The steps laid out in the report to improve energy efficiency and move the energy mix away from fossil fuels to renewables would see energy-related CO2 emissions decrease from 4,124 Mt CO2 levels in 1990 to 997 Mt CO2 in 2030, and then reach zero in 2040. This is a 76% reduction in carbon emissions. If other greenhouse gas emissions from energy as well as the non-energy related emissions were to reduce at the same rate, the EU would then see total greenhouse gas emissions decrease from 5,650 Mt CO2eq in 1990 to ca. 1,367 Mt CO2eq in 2030. The report also revealed that to achieve a 65% reduction in total greenhouse gas emissions by 2030, the non-CO2 emissions and non-energy related emissions combined would need to be reduced by 36%. Taking into account the current trends in emissions reductions, the authors believe this an easily achievable goal.

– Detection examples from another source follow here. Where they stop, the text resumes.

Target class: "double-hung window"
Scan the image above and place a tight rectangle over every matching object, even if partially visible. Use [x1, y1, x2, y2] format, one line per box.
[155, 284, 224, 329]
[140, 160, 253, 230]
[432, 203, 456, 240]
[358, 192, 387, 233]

Future transport to become more and more sustainable

Delivering the transformation of the transport sector is going to be one of the biggest challenges to achieving the report's goals. Fossil fuel-powered road vehicles would have to be completely phased out by 2040, meaning all cars, buses, vans, motorbikes and freight vehicles would need to be electrified within the next 20 years. Any vehicles with an internal combustion engine sold after 2020 will need to have a limited lifetime in order to reach a fossil-free fleet by 2040.

In order for the transport sector to achieve its goals, the provisions proposed in the report must be satisfied: private cars will be fully electrified by 2040. Road freight will also be covered in priority by electrification (either through batteries, highways with overhead catenary lines or by switching to electrified rail), then by renewable hydrogen for heavy duty freight vehicles. Shipping will be covered by electricity for short distance, a mix of electricity and renewable hydrogen for mid-distance (intra-EU), and a mix of renewable hydrogen and ammonia for long-distance. Rail networks will be completely electrified and aviation will be mostly covered by liquid synthetic fuels and marginally by second-generation biofuels, until the wider deployment of electric aircrafts post-2040.

Key points to achieve a global breakthrough

The key elements of the report's recommendations are ones that could be easily adopted in other countries in order to help achieve the Paris Agreement's goal worldwide. They are mobilising energy savings potential by accelerating deep renovation of buildings and a modernisation of industrial production processes. The measures being implemented include: increasing domestic renewable energy use and quickly phasing out fossil fuels, electrifying industrial processes, heating and transport, based on renewable electricity and making heat pumps and electric vehicles the key technologies that will progressively dominate buildings and roads in the 2030s.

The technologies and knowledge are in place for this to be achieved in all countries; all that is needed to achieve global adoption of these measures is the commitment of governments, industries and global finance.